One of the most positive signs in the voluntary REC market is the growth. Organizations promoting the purchase of RECs are growing in size and influence. GPP has seen both growth and high levels of retention with its program. In addition, the volume of voluntary REC purchases is steadily increasing and is expected to continue on this path. As awareness and availability of RECs grows, the demand may continue to increase.

There is no one specific reason to purchase RECs. The reasons vary from small-business and individual altruism to a large company’s strategic goals. Whatever the reason, more and more businesses are choosing to purchase their power from renewable sources. With the help of public-private collaboration and continued innovation, renewable energy will continue to thrive.

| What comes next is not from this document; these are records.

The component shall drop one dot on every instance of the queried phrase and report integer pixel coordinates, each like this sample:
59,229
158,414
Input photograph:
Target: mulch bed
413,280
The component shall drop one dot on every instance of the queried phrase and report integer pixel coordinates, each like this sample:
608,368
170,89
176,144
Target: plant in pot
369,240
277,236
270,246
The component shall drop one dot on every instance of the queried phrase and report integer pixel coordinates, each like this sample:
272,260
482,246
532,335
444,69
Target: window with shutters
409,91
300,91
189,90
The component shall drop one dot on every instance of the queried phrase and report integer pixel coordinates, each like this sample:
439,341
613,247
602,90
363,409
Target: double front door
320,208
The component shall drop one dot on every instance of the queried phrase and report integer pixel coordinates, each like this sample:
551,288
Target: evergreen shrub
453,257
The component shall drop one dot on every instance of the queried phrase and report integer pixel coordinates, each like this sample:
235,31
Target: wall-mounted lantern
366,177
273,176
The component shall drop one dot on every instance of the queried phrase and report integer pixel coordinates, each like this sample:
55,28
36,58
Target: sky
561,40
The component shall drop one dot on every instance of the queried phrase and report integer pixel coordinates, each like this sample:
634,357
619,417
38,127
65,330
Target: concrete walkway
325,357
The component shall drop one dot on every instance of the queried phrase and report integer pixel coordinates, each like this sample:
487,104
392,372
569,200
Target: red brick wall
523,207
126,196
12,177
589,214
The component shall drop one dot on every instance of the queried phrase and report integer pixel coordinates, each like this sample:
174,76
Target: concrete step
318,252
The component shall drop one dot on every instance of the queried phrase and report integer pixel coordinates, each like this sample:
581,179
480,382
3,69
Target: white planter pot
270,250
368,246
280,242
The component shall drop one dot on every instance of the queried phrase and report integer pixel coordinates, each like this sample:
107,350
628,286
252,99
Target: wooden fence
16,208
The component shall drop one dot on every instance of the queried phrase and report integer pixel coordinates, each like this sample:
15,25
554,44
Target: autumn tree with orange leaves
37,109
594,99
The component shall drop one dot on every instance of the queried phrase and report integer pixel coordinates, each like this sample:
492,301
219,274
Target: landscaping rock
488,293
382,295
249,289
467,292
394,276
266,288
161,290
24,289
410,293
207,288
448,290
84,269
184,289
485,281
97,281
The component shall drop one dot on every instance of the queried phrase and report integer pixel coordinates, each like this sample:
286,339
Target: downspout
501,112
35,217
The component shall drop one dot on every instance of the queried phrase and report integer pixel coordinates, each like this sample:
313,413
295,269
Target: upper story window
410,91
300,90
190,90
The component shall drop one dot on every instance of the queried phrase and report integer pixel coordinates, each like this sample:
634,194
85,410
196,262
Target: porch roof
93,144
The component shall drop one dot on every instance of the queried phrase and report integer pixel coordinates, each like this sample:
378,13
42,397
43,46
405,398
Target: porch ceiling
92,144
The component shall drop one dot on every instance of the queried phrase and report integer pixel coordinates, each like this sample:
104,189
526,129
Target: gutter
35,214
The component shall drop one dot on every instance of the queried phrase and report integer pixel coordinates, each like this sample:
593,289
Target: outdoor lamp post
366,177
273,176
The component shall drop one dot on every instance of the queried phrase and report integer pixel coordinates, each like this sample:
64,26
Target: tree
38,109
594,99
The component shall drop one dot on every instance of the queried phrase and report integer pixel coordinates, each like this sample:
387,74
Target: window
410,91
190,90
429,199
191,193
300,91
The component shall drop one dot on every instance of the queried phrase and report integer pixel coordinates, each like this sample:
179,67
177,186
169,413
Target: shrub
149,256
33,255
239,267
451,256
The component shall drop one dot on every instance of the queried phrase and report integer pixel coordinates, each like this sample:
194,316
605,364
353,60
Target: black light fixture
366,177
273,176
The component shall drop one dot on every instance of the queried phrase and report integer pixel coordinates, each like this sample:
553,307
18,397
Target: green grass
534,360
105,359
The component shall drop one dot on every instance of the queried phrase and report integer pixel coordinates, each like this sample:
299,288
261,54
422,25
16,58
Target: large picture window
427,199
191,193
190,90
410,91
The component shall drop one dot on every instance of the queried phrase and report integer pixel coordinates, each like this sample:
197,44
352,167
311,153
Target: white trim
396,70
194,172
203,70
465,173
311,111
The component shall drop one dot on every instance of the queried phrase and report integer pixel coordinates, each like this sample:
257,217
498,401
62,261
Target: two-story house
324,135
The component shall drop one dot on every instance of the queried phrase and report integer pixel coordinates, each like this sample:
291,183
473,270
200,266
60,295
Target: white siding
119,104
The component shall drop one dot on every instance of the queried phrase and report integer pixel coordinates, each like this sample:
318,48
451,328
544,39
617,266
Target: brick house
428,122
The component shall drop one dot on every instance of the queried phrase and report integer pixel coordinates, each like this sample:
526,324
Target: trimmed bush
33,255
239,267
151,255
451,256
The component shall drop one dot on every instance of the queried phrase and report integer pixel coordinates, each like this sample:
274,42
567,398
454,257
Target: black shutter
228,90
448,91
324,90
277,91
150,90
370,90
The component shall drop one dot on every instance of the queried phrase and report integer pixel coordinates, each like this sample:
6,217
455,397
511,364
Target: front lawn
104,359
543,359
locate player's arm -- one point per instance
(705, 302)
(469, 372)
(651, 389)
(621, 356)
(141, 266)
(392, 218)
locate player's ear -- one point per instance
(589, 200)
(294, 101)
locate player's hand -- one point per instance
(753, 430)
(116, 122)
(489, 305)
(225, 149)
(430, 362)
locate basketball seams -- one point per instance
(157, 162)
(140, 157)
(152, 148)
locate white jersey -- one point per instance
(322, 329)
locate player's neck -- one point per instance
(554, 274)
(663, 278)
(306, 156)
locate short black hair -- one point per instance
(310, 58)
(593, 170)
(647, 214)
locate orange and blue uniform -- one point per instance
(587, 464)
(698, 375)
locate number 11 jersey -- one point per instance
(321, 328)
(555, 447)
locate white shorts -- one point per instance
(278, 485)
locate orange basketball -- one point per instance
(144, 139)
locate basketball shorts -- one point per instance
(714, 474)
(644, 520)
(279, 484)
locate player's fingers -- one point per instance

Andrew Zorko (Full-Time Class of 2014), whose background includes positions in quality control and engineering, focuses on innovation, entrepreneurship, and renewable energy resources.


  1. Boller, Robert. “What Are Renewable Energy Certificates?” Kendall-Jackson Winery.
  2. California Public Utilities Commission. 2012. “Renewable Energy Credits.”
  3. LGC Consulting. 2010. “California PUC Authorizes the Use of Unbundled RECs to Meet RPS Requirements.”
  4. “Renewable Energy Certificate Diversity.” Platts. April 24, 2012.
  5. U.S. Department of Energy. “Renewable Energy Credits (RECs): Retail Products.”
  6. United States Environmental Protection Agency. “Partner List.”
  7. Collison, Blaine. GPP Program Director. Interview by Author, Phone Interview. San Diego, November 16, 2012.